# Why is the take-home exam so hard?



## maskdmirag (Jan 19, 2010)

I know people are going to laugh, but I managed to pass the Transportation PE in california, but I did not do the Take-home exam. (I figured I had no shot at passing so I would put it off)

I spent Two Hours sunday night combing the Board Rules and Professional engineers act, and still am not sure about a number of questions. I printed them out and read through them today and still many questions and answers seem ambiguous, and some I just can not find any reference to at all.

Do I just say screw it and send in what I have an hope for the best, or do I wrack my mind trying again and again to answer these stupid questions?

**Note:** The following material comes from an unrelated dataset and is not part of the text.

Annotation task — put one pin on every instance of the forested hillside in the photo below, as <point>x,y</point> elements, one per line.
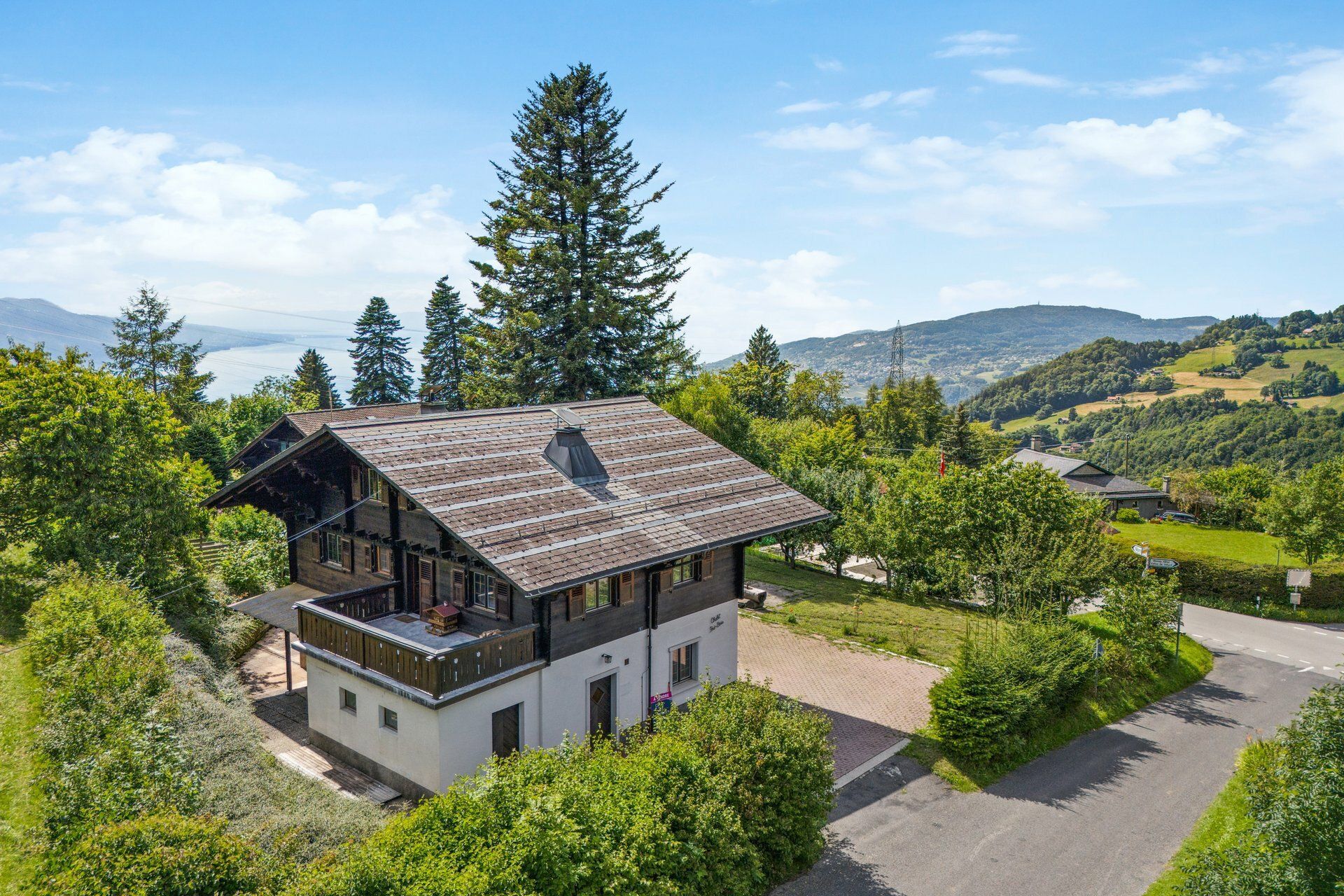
<point>1088,374</point>
<point>1210,430</point>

If I send it in and get mroe than 7 wrong it just emans i have to re-take the take-home portion, but that will delay my license and thus my bonus that much longer.


----------



## benbo (Jan 19, 2010)

maskdmirag said:


> I know people are going to laugh, but I managed to pass the Transportation PE in california, but I did not do the Take-home exam. (I figured I had no shot at passing so I would put it off)
> I spent Two Hours sunday night combing the Board Rules and Professional engineers act, and still am not sure about a number of questions. I printed them out and read through them today and still many questions and answers seem ambiguous, and some I just can not find any reference to at all.
> 
> Do I just say screw it and send in what I have an hope for the best, or do I wrack my mind trying again and again to answer these stupid questions?
> ...


I'm not going to laugh, because I also thought that it was not trivial. The "Plain Language" book is anything but plain language. I'd say just do the best you can and send it in.


----------



## civilist (Jan 20, 2010)

maskdmirag said:


> I know people are going to laugh, but I managed to pass the Transportation PE in california, but I did not do the Take-home exam. (I figured I had no shot at passing so I would put it off)
> I spent Two Hours sunday night combing the Board Rules and Professional engineers act, and still am not sure about a number of questions. I printed them out and read through them today and still many questions and answers seem ambiguous, and some I just can not find any reference to at all.
> 
> Do I just say screw it and send in what I have an hope for the best, or do I wrack my mind trying again and again to answer these stupid questions?
> ...



The test is no joke; it is not meant to be easy. I thought it was somewhat difficult, in the sense that not all the answers were straight forward from reference material. My advise: try to do your best on all the questions and turn it. That was what I did and I was slightly surprised I passed.


----------



## Jiggalolo (Jan 22, 2010)

Okay, I'm going to laugh. LOL. But not because you guys felt it was hard, but because I also thought it was not a piece of cake.


----------



## NCcarguy (Jan 26, 2010)

I thought the ethics exam I had to take for the application to take the PE exam was tough! I think I spent more time on that than I did the actual exam! So no...I don't think anyone will laugh. Just do the best you can and turn it in.


----------